Низкий синеватый туман, освещенный откуда-то изнутри, неприметно для глаз растаял, слился с начавшей желтеть осокой. Отпечатались золотистые стога сена над луговиной. На том берегу посеребрились купола ив. Река засветилась и блестит. Опавшие листья, темные стебли крапивы похрустывают под ногами. А кругом тишина: мягкая, долгая, обрываемая по временам звонкой перекличкой синиц: «Пинь… пинь… трр… ах!» Люсе нравятся эти веселые звуки и этот сад, роняющий по утрам яблоки.
В воздухе пахнет горькой седой полынью.
— Деда… что там за веревочка в небе?
Высоко-высоко летели большие птицы.
— Журавли пошли в отлет. Лето за собой волокут.
— А куда?
— В жаркие края уносят. Туда, где не бывает зимы.
Люся остановилась, сняла с головы платок и помахала на прощание журавлям и лету.
Ветер вырвал платок из рук девочки, заиграл им, поднял в небо и превратил в журавля.
МОРСКИЕ ОГНИ
У берега море зеленоватое. Дальше оно чернеет, становится дегтярным, но темнота эта не пугает Диму. Мальчик часами может сидеть на крутом, скалистом берегу, смотреть вдаль и мечтать. Обычно Дима приходит сюда один, а сейчас рядом с ним Славка.
Славка переступает с ноги на ногу, швыряет в море плоскую гальку:
— Пять раз вынырнет…
— У-гу! — соглашается Дима.
Слава размахивается, бросает в море голыш:
— О чем задумался?
Сумерки густеют, переходят в темень. По небу золотым апельсином катится луна. Море вспыхивает огнями, вздыхает и как бы переваливается с боку на бок.
— Слав! Ты когда-нибудь считал огни?
— Да что я, того… Тоже мне выдумал.
— Ничего не выдумал. Просто огни живые.
— Живые?! — Слава поправил съехавшую на глаза кепку, усмехнулся и безнадежно махнул рукой.
Дима надулся и притих.
Далеко-далеко, где не отличишь море от неба, вспыхнул и погас огонек, Дима привстал и крикнул:
— Знаешь, я во-о-он на тот огонек загадал!
— А что будет?
— Увидим, — тихо ответил Дима.
Набежал ветер. Растрепал льняную Димину челку. Обдал ребят колючими брызгами, покачал старые портовые фонари и улетел в море.
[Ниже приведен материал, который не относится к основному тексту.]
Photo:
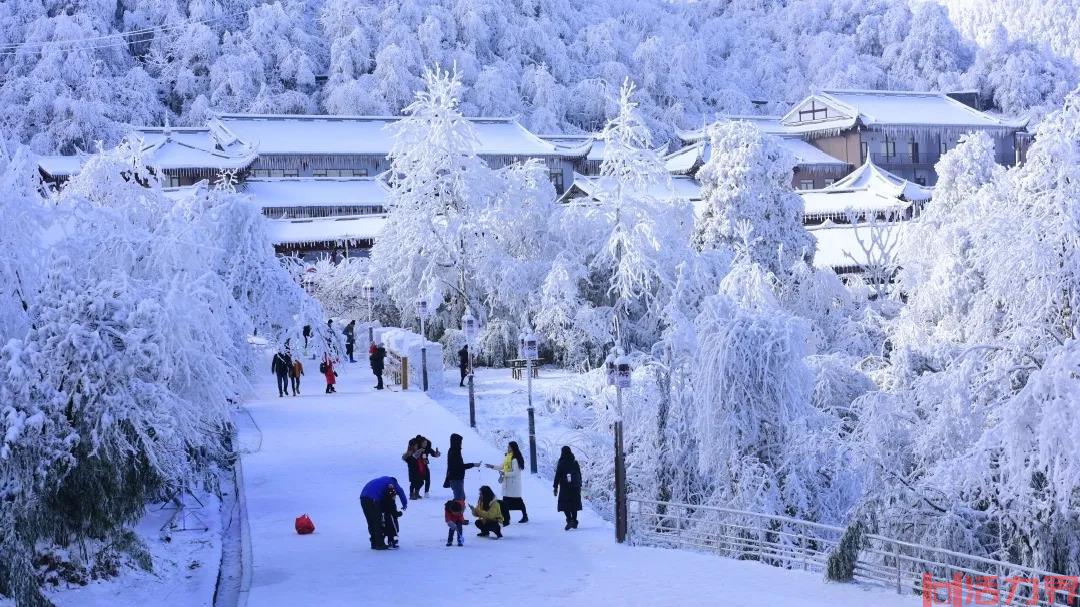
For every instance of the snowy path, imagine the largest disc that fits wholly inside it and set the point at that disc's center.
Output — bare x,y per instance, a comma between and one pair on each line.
316,452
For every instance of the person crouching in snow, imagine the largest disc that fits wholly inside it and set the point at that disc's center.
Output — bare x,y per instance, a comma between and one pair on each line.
390,516
377,499
454,512
328,373
488,514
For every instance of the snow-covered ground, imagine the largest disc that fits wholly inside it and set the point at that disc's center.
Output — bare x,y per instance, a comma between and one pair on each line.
312,455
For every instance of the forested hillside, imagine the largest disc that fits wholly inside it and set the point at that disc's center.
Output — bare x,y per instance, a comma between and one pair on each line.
69,79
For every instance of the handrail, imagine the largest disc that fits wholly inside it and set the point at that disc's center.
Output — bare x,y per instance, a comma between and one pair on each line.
788,542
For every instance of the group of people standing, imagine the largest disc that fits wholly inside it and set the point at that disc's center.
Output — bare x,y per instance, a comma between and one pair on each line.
288,368
491,513
287,371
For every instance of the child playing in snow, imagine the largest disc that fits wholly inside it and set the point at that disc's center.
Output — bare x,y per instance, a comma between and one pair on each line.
454,513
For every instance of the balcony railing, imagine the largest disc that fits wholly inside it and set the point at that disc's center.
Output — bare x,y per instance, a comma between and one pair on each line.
922,159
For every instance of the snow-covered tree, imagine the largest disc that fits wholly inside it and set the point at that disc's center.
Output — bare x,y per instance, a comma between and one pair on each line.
748,199
971,441
644,227
439,186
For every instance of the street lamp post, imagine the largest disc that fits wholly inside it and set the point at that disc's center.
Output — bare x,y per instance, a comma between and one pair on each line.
530,350
368,291
619,373
469,327
422,311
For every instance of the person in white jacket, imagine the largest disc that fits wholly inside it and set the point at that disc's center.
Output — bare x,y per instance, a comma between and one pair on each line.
510,476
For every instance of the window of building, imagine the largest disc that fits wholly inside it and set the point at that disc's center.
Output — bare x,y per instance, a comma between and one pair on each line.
813,111
556,179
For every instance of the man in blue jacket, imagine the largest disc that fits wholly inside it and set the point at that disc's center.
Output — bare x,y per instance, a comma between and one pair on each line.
377,499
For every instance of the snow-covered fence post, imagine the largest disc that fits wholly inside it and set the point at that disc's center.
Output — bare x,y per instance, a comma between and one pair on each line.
621,377
530,350
469,326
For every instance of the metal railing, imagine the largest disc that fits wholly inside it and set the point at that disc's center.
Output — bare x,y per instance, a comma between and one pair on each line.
794,543
906,159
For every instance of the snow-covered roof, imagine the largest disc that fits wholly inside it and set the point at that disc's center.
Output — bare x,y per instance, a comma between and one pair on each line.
61,165
867,188
172,148
838,110
316,191
342,229
858,246
576,146
364,135
768,124
682,187
687,160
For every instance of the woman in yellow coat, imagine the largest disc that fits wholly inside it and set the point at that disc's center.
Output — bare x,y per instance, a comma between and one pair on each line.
488,514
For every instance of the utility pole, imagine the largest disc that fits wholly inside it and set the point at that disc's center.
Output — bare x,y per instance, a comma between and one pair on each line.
469,327
529,348
619,375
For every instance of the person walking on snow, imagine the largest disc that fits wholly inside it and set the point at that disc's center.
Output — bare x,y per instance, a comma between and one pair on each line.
488,514
282,362
567,486
463,364
378,360
328,373
412,459
426,452
510,476
456,468
374,499
294,374
350,339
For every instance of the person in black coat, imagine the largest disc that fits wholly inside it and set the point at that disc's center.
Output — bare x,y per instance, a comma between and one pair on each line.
412,459
567,486
426,452
281,366
350,339
456,468
463,364
378,360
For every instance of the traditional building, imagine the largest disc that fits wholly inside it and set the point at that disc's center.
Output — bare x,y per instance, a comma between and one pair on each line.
905,133
319,178
860,221
813,167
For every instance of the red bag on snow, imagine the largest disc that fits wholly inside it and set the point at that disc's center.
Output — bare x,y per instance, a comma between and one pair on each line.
304,525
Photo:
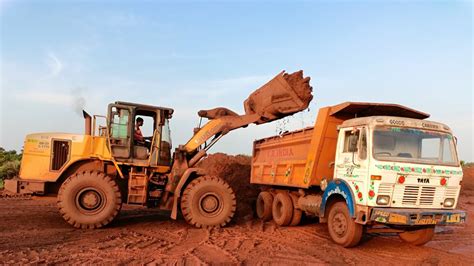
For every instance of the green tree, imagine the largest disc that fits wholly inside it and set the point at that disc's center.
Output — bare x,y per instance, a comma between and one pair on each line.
9,163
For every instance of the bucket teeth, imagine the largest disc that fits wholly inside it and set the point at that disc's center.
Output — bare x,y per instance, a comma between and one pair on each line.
282,96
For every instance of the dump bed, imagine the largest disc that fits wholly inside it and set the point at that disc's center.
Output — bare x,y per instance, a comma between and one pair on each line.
304,157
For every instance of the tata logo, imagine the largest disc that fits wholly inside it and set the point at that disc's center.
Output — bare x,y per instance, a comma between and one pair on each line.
424,180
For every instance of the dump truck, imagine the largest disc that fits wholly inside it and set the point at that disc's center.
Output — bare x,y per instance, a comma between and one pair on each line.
93,173
362,167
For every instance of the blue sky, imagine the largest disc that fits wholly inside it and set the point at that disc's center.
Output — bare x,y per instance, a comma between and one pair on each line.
57,56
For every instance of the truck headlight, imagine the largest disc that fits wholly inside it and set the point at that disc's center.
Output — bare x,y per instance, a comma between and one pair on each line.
383,199
449,202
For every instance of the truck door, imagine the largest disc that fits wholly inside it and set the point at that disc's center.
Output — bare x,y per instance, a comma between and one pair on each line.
120,131
352,163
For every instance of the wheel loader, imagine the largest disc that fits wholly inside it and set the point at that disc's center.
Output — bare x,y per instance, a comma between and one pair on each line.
94,173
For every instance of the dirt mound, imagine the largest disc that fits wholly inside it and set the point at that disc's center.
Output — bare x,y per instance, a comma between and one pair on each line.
236,171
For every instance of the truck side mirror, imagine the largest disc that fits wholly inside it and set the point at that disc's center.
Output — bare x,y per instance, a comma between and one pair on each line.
353,139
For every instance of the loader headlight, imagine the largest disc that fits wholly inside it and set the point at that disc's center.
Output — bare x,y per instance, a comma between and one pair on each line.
383,200
449,202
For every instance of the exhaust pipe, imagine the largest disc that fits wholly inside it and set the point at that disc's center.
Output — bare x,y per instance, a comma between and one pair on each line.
88,123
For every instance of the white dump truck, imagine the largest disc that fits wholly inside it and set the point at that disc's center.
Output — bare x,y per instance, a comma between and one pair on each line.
363,167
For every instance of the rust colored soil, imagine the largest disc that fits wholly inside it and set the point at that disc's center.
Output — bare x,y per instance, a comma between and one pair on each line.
32,231
300,85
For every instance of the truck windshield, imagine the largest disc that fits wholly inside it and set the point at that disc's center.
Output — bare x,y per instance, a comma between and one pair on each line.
414,145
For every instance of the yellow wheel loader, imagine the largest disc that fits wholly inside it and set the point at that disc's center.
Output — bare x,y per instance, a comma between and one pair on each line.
94,173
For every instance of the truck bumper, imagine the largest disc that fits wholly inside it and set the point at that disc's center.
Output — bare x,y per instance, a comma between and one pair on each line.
417,216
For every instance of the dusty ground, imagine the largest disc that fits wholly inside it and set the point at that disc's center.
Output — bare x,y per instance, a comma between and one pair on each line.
32,231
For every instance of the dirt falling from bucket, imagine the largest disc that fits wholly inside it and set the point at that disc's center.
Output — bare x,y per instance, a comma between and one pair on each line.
300,85
236,171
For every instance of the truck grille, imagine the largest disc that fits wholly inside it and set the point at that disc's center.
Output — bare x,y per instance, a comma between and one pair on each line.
418,195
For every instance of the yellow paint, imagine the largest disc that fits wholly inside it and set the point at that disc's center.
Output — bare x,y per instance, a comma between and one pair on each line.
397,218
36,161
453,218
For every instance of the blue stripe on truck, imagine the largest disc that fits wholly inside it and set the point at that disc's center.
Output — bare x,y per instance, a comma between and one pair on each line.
338,187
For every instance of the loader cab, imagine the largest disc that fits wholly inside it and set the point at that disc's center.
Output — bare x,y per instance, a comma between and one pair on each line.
122,118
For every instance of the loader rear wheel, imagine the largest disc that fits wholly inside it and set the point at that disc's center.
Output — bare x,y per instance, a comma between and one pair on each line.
208,202
418,237
89,200
264,205
282,209
342,228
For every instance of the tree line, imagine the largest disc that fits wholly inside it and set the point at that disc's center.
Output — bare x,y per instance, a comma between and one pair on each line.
9,163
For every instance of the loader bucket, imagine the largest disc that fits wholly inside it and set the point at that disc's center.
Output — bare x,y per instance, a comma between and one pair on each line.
282,96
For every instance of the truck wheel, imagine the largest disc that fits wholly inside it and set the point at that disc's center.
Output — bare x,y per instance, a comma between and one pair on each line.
282,209
264,205
208,202
89,200
342,228
418,237
297,213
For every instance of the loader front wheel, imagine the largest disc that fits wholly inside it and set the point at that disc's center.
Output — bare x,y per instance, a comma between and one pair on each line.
89,200
208,202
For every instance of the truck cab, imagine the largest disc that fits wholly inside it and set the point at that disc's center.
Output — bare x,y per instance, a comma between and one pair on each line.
370,167
404,171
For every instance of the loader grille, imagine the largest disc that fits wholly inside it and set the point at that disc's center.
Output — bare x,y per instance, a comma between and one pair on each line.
60,154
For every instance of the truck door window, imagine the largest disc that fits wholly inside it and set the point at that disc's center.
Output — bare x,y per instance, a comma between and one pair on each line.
347,134
363,144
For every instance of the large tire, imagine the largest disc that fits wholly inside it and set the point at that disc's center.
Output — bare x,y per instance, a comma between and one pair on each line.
282,209
89,200
418,237
264,205
342,228
297,213
208,202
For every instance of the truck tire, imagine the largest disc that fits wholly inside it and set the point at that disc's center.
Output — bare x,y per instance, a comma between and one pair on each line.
89,200
264,205
297,213
282,209
208,202
342,228
418,237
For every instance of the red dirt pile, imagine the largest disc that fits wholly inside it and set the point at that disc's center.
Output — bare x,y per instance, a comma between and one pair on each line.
236,171
300,85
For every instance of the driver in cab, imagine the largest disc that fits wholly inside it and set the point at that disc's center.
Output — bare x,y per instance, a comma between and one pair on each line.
138,135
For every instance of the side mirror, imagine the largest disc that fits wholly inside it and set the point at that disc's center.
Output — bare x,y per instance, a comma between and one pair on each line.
353,139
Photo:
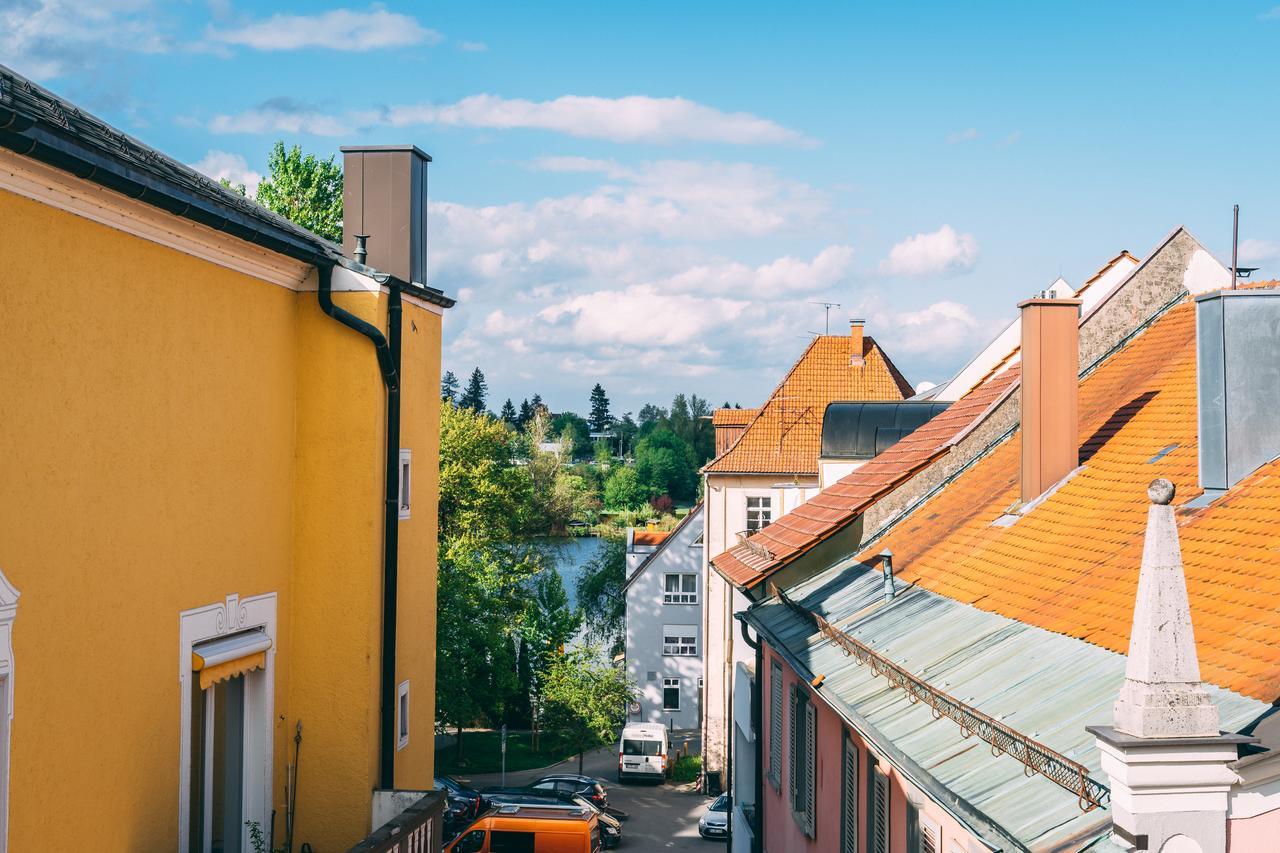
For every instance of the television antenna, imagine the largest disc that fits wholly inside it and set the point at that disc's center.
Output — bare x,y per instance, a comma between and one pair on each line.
827,306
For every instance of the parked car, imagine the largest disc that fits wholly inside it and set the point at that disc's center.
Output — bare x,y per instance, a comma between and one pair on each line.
611,828
586,787
510,828
714,820
643,752
457,790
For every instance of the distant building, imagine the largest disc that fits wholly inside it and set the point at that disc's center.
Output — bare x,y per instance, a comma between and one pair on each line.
664,623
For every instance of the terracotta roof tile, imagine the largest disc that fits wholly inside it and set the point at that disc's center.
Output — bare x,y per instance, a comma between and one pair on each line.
785,434
1070,565
732,416
823,515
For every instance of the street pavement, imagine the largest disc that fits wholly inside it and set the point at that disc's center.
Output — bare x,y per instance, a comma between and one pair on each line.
663,817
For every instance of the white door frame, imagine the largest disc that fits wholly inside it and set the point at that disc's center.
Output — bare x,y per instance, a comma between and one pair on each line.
208,623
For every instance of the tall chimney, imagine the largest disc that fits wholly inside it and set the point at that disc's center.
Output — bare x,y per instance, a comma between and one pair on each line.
384,197
1051,366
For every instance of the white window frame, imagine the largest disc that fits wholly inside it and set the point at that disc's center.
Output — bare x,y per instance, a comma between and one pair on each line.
8,614
763,510
667,683
402,715
685,637
406,482
681,596
206,623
Внезапно дальний огонек оторвался от тысячи других, ожил и пополз куда-то своей дорогой. Вот он ближе… ближе… Р-р-раз — и превратился в горящий светлячок, потом померк на миг и тут же вспыхнул огромным ночным солнцем.
— Корабль! — закричал Слава. — Вон гляди… Вон!
— Мой огонек ожил…
— А если я загадаю? — Слава опустил глаза и с опаской спросил: — Сбудется?
— А как же! — кивнул Дима.
И, словно подтверждая слова маленького мечтателя, вдали вспыхнули и побежали новые огоньки. А корабль загудел густо, призывно: «Сбу-у-дет-ся!»
V. ЗАПОВЕДНЫЕ МЕСТА
ЛОСИНЫЙ ОСТРОВ
К северо-востоку от Москвы находится первозданный, дремучий бор. Имя ему — «Лосиный остров» или «Лосиноостровский заповедник». Человек не вмешивается в жизнь этого лесного царства уже многие годы.
Название «Лосиный остров» появилось в ту пору, когда леса между селениями и полями именовались островами. На этом острове издавна водилось много лосей — отсюда лосиный… Да и нынче здесь не редкость встреча с величавым дымчато-серым сохатым исполином.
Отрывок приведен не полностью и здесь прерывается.